Conclusion: Memory is no longer just an “background” — it’s set to drive AI’s pace
Phison’s warning aligns with the broader picture: AI has transformed memory—DRAM and NAND—from a cyclical commodity into a strategic lever. Yesterday was the DRAM blockade for Stargate; today, NAND is the bottleneck for inference for years. Meanwhile, the industry must fund, build, and operate fabs at an relentless pace amid geopolitical tensions and profit considerations.
If Pua is correct, 2026 will mark the first real-world test: flash memory will no longer be just the cheap and abundant piece taken for granted. The success of AI will depend equally on FLOPS and on well-provisioned gigabits.

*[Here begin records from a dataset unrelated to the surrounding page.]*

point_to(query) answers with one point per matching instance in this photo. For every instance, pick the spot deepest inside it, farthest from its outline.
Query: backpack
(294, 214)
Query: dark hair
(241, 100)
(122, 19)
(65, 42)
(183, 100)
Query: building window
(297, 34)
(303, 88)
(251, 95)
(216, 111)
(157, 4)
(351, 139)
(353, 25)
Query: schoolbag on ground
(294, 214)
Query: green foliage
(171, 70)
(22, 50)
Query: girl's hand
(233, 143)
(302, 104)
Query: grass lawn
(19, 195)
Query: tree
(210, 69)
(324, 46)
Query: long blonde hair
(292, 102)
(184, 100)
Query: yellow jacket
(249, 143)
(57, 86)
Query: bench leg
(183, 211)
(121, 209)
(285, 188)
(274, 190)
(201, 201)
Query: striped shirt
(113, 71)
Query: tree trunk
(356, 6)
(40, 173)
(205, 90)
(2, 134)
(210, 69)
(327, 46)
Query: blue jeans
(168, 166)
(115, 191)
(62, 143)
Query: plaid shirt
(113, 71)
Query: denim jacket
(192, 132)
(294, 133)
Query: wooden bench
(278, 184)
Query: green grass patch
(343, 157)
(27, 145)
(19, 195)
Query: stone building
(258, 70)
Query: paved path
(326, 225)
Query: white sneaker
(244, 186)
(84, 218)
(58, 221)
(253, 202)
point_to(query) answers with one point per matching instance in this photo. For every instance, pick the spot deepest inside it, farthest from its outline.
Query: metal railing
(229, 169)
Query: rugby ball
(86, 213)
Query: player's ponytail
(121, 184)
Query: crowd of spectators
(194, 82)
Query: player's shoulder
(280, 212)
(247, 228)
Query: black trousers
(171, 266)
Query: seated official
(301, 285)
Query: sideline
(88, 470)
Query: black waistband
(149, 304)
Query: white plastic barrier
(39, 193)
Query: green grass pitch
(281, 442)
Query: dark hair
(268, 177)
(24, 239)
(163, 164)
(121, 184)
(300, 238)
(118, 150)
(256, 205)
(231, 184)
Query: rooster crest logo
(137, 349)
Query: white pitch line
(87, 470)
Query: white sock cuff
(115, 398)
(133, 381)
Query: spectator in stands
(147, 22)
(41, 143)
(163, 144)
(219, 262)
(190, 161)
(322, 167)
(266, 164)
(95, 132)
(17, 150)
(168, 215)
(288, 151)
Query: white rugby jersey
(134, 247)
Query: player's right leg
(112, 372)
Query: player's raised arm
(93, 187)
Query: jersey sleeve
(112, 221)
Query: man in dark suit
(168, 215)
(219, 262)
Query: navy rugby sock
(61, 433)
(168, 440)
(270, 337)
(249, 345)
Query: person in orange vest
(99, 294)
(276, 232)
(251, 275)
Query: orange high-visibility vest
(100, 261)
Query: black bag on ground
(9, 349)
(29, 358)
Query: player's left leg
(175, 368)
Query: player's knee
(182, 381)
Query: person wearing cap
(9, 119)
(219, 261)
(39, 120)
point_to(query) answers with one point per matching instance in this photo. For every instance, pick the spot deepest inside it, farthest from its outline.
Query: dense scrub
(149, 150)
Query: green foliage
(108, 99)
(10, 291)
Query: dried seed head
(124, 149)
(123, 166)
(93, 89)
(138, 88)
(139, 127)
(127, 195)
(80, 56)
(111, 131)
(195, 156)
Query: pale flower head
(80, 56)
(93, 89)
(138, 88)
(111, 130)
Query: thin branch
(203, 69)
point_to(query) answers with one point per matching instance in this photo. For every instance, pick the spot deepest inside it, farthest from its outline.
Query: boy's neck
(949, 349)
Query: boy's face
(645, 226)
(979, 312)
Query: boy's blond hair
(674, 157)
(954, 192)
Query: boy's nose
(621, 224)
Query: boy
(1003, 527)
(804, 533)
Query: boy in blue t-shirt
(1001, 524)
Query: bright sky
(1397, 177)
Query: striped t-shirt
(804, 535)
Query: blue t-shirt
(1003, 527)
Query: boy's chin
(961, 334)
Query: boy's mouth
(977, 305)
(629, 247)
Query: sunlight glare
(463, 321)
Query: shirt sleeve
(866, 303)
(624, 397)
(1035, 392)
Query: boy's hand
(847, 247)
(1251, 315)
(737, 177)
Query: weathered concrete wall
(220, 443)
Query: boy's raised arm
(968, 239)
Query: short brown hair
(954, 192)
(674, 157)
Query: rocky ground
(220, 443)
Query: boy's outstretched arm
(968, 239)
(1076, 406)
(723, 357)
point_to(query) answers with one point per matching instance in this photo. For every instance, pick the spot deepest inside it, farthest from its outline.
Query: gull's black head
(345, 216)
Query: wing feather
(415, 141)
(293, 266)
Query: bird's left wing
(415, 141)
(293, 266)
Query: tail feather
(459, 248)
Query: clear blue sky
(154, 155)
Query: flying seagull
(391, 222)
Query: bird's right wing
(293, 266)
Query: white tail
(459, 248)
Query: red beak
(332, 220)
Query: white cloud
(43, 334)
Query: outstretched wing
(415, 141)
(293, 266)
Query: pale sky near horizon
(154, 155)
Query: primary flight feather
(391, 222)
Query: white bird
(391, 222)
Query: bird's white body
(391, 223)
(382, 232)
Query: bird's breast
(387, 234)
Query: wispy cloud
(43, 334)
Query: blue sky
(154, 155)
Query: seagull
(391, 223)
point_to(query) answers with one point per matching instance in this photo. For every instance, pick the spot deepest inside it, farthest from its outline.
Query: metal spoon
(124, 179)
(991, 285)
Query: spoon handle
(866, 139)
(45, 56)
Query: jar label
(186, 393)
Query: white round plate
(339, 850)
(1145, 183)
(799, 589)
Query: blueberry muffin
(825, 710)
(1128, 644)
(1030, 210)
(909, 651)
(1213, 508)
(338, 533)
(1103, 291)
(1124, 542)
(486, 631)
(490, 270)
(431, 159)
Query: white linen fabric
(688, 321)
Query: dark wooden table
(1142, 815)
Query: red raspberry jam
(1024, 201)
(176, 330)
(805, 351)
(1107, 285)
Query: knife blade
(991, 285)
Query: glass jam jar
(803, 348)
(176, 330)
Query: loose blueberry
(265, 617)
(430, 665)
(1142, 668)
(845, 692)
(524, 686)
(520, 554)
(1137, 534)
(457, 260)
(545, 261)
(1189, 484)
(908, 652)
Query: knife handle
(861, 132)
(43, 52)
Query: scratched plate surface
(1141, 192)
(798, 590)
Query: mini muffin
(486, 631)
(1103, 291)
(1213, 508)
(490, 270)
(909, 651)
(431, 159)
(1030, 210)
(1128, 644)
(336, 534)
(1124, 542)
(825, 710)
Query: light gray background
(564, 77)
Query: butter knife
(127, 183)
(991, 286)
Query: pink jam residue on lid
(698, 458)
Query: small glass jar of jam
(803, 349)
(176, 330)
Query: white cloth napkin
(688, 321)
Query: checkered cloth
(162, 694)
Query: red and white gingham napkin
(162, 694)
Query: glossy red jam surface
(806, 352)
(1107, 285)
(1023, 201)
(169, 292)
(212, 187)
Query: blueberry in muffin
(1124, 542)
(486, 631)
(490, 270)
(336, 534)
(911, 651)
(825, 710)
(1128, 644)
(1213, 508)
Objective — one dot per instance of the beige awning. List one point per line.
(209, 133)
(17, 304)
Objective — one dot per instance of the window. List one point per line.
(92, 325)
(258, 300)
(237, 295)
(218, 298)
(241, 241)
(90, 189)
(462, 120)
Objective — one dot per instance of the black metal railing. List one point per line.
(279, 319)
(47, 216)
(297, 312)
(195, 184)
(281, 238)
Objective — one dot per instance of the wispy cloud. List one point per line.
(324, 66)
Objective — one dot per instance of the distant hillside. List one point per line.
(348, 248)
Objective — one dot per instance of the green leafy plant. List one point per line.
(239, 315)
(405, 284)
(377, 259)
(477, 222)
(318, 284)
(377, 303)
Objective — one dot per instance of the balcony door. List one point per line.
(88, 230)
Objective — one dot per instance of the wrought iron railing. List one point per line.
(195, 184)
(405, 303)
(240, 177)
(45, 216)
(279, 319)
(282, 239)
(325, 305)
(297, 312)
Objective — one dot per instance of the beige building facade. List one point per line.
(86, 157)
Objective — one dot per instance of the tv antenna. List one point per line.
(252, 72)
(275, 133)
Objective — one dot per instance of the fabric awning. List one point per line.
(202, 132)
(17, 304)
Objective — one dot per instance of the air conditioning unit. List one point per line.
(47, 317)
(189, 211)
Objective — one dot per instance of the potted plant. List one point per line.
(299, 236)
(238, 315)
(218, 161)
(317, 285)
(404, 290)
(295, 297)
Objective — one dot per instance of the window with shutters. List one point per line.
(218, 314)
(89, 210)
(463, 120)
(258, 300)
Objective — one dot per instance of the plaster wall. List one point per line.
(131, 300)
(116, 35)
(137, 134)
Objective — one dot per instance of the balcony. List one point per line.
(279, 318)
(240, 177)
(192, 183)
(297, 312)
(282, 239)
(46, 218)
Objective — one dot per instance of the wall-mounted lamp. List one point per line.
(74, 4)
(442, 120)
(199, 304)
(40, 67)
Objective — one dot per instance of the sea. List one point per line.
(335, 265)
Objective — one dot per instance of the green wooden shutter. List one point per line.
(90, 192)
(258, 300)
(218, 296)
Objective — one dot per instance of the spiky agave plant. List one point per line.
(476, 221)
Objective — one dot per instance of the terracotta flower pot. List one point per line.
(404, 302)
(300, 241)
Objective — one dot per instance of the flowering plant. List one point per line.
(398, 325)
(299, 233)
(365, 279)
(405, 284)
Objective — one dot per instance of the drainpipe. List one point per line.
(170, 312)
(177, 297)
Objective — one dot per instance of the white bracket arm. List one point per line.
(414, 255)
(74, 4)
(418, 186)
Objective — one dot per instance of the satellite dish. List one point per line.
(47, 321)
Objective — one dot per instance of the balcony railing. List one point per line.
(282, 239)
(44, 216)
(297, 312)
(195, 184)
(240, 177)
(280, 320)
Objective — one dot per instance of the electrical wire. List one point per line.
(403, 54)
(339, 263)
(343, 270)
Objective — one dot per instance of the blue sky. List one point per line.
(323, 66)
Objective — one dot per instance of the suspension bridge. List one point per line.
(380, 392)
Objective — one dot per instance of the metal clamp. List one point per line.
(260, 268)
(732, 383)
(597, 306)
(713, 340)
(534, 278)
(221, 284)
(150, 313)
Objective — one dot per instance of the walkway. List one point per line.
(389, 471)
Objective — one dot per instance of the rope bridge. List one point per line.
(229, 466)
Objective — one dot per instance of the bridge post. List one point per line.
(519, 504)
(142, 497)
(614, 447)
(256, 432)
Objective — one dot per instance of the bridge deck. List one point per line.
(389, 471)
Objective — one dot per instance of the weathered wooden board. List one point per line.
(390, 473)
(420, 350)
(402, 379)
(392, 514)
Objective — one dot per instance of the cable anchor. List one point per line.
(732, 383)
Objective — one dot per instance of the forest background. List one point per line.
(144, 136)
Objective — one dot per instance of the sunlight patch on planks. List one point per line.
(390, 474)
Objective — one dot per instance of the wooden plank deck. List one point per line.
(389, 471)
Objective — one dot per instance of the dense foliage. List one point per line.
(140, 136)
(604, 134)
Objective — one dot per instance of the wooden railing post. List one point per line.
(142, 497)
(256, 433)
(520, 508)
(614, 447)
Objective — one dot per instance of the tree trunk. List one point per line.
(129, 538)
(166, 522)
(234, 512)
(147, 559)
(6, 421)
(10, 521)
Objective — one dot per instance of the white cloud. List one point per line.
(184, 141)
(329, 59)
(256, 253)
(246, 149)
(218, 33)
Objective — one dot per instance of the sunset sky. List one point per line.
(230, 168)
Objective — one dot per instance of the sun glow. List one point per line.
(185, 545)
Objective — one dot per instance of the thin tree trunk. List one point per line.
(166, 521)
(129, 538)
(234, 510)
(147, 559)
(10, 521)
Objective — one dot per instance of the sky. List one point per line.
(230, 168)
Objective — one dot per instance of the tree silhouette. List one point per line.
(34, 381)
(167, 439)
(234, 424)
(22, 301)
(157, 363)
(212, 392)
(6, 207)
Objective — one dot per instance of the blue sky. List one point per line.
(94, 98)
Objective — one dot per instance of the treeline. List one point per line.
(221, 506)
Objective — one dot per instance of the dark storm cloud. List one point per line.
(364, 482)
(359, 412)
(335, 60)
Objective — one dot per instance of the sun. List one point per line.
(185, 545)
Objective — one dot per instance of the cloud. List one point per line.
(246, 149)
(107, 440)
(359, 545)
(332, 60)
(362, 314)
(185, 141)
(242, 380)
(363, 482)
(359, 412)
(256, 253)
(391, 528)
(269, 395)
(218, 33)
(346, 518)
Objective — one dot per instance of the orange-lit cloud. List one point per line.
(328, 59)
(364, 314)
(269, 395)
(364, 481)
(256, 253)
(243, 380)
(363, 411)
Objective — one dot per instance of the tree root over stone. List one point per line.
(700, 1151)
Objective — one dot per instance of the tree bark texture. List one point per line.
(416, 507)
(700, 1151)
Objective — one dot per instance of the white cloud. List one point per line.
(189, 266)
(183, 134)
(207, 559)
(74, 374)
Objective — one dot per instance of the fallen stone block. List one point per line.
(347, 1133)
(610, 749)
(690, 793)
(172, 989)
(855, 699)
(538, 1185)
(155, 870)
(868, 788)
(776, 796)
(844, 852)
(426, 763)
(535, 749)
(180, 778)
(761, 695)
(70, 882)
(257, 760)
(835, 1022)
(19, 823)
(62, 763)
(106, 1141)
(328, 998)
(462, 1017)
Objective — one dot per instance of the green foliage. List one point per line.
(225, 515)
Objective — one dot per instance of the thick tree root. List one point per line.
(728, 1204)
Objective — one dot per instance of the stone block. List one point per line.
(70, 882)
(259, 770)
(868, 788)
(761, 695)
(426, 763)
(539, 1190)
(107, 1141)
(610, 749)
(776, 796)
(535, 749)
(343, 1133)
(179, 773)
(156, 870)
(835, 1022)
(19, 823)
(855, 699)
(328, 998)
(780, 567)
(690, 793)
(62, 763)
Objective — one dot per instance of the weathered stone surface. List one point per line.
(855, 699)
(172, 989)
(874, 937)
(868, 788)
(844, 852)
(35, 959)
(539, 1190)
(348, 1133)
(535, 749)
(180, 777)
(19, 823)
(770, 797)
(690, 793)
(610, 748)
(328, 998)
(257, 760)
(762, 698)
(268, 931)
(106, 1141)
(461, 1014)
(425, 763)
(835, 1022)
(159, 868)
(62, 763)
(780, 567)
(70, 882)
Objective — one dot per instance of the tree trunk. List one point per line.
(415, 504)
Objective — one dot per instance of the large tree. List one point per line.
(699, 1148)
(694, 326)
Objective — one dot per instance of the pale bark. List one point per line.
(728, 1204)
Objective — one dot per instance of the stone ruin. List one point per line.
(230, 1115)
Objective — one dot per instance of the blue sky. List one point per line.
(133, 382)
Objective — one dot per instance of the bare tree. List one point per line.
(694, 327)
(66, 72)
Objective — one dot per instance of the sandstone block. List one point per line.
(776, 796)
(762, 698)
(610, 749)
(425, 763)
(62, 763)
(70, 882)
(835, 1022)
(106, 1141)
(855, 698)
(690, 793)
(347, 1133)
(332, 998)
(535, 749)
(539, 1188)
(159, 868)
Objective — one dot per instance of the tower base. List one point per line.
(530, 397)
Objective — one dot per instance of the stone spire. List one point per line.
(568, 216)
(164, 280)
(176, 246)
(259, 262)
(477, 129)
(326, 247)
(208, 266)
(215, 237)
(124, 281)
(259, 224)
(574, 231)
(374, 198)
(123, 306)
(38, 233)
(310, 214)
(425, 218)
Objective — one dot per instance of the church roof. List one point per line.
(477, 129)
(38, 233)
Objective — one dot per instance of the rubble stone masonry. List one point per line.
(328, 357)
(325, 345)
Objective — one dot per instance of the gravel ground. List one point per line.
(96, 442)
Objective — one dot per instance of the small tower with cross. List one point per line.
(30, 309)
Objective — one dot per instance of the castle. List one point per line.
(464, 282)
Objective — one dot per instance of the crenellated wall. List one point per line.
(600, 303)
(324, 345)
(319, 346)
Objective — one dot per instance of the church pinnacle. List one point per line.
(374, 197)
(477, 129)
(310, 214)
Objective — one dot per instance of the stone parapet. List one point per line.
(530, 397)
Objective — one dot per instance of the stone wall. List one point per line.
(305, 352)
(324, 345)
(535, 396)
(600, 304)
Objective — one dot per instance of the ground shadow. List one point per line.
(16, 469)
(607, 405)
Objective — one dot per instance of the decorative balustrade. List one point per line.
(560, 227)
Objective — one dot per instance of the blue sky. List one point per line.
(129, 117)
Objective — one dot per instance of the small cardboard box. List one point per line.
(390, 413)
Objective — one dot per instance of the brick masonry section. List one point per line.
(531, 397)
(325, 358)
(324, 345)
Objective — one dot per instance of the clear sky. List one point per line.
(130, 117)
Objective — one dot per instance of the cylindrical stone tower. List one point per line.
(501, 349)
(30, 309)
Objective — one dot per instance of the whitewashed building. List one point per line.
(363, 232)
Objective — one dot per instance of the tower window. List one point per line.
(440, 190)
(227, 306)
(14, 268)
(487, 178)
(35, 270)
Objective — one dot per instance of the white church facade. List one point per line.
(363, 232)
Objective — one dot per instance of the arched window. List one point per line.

Frequently Asked Questions
Why does Phison’s CEO talk about a NAND shortage “lasting up to ten years”?
According to Pua Khein-Seng, the market has been suffering from underinvestment in NAND (with capex restrained in 2019–2020 and diverted toward HBM in 2023), even as demand grows from AI inference (nearline) and the exponential generation of data. This supply/demand shock could extend beyond usual 12–18 months cycles.
What is the difference between DRAM and NAND issues in this context?
DRAM is under immediate pressure (e.g., the OpenAI deal for Stargate), tied to training/serving with HBM/DDR5. NAND comes into play mainly in inference and massive low-latency storage. Both compete over capex and industry resources; if priorities shift to HBM, NAND risk falling behind, slowing its ramp when inference most demands it.
How will this affect SSD prices (consumer and data center) in 2026–2027?
If NAND capex does not accelerate, a price cycle of increases and longer timelines seems probable, impacting data center SSDs (nearline/QoS) and, by extension, consumer SSDs. The extent will depend on demand mix, new factory capacity, and 3D NAND layer efficiencies.
What can companies relying on flash storage do to mitigate risks?
Secure multi-year supply agreements, diversify suppliers, optimize tiers (hot/nearline/cold), implement compression/deduplication, and explore hybrid solutions like tape for latency-tolerant data. In design, adopting high-density QLC and firmware prioritizing endurance and QoS can improve TCO under supply stress.